In the 1830s, New York City barely reached 14th Street, but it was growing. By the 1850s, Manhattan stretched to 59th Street, and there were car tracks on most of the major avenues, from First to Eighth. This created a dilemma for black New Yorkers. In the 1830s and early 1840s, Blacks didn't use public transportation, the white driver decided if they could ride, and Blacks weren't welcome. With the motto "walk," community leaders suggested using other means. Bucking the segregated system was also dangerous. Drivers carried whips and used them to keep Blacks off. Threats of legal retaliation were laughed at.

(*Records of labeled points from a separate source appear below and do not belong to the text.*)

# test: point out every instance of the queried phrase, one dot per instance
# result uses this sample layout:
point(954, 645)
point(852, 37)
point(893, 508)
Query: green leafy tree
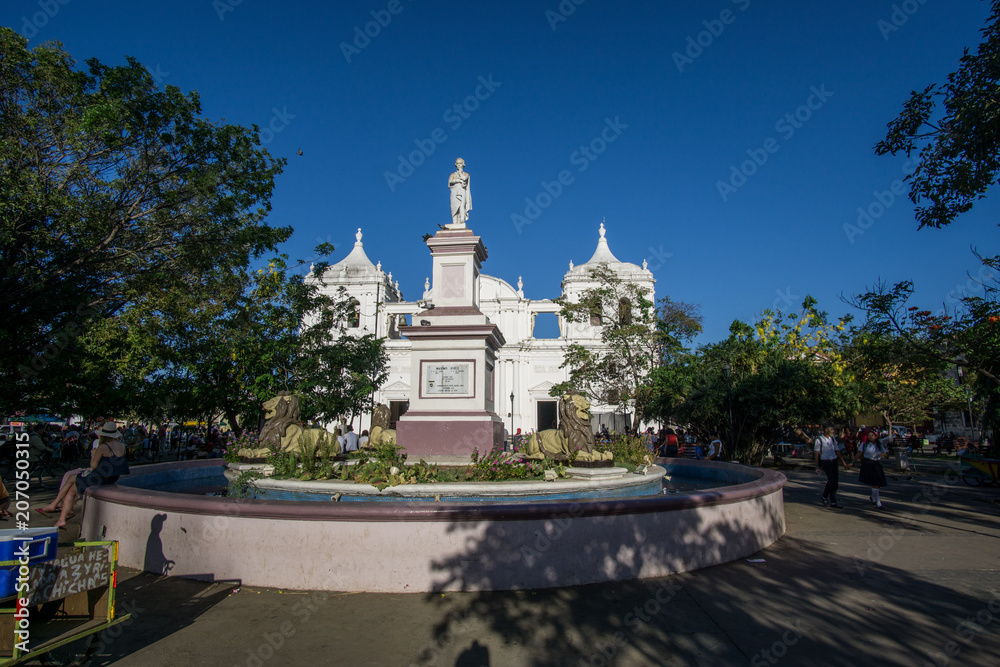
point(785, 371)
point(955, 128)
point(969, 339)
point(900, 387)
point(635, 335)
point(111, 188)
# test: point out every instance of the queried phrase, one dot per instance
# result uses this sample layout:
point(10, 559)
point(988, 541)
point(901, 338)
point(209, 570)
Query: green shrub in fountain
point(498, 466)
point(629, 451)
point(242, 486)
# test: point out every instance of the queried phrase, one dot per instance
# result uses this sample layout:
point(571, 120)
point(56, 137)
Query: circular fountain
point(500, 536)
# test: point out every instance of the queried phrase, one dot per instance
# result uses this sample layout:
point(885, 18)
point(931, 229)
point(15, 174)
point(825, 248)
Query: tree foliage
point(636, 337)
point(111, 189)
point(955, 128)
point(969, 339)
point(786, 370)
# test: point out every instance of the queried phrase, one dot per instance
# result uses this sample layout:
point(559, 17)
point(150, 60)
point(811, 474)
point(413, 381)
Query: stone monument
point(454, 346)
point(461, 196)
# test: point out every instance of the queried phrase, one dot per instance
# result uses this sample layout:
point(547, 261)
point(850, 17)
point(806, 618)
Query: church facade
point(526, 367)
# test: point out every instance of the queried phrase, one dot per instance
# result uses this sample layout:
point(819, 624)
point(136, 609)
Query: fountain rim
point(767, 482)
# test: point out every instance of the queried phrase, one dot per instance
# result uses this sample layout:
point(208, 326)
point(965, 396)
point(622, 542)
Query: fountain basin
point(610, 483)
point(432, 546)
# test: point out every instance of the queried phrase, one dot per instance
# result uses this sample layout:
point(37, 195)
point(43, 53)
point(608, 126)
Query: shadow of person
point(476, 655)
point(155, 561)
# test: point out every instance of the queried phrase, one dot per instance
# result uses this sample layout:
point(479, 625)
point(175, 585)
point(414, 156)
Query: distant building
point(527, 367)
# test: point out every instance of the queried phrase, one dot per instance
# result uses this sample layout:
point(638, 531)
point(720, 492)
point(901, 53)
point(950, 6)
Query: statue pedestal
point(453, 354)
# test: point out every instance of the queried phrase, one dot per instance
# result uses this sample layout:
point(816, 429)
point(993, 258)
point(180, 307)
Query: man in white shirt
point(827, 452)
point(350, 440)
point(714, 448)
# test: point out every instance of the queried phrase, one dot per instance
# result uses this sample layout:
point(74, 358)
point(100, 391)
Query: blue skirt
point(872, 473)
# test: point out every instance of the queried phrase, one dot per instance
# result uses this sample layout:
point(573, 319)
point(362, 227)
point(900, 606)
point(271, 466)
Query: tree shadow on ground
point(807, 604)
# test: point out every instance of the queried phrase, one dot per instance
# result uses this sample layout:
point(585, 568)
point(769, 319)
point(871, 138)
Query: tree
point(223, 345)
point(958, 144)
point(111, 188)
point(900, 387)
point(635, 337)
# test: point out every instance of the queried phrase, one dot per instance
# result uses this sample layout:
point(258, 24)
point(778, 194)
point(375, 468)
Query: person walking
point(827, 452)
point(872, 473)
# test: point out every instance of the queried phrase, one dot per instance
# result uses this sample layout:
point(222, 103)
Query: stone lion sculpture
point(380, 433)
point(573, 434)
point(283, 430)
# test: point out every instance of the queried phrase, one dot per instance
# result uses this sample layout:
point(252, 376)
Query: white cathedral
point(526, 367)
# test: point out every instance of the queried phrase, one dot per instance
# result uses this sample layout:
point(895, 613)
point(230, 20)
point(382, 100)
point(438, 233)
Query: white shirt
point(827, 448)
point(712, 449)
point(872, 451)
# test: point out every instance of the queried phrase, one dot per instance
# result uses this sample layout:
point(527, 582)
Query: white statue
point(461, 195)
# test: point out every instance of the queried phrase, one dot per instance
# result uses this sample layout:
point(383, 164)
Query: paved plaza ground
point(916, 583)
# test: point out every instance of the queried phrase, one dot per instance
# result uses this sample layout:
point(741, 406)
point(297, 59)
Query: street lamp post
point(512, 417)
point(727, 370)
point(968, 396)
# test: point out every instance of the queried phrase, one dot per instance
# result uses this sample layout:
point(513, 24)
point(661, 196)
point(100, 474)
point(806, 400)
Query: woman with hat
point(107, 464)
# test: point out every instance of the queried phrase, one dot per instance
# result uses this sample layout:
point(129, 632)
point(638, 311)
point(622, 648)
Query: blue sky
point(802, 90)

By the late 1840s, there were special public buses on which Blacks could ride. They had large "Colored Persons Allowed" signs on the back or in a side window. But these vehicles ran infrequently, irregularly, and often not at all. In the 1850s, the horse-drawn streetcar on rails became a more common mode of transportation, competing with the horse-drawn omnibus in the city. (Elevated heavy rail, the next new model in the city, did not go into service until 1869.) Like the omnibus lines, private companies owned the streetcar lines, and their owners and drivers could refuse service to passengers.
Elizabeth Jennings was a 24-year-old Black schoolteacher on her way to the First Colored Congregational Church on Sixth Street and Second Avenue, where she was to perform as the organist. She was running late and boarded a Third Avenue Railroad Company streetcar at the corner of Pearl and Chatham Streets. The conductor ordered her to get off. When she refused, the conductor tried to remove her by force. Eventually, with the aid of a police officer, Jennings was ejected from the streetcar.
Jennings v. Third Ave. The railroad was filed in 1855. Jennings filed a lawsuit against the driver, the conductor, and the Third Avenue Railroad Company in Brooklyn, where Third Avenue was headquartered. The law firm of Culver, Parker, and Arthur represented her. The firm’s 24-year-old junior partner, Chester A. Arthur, future U.S. President, handled her case.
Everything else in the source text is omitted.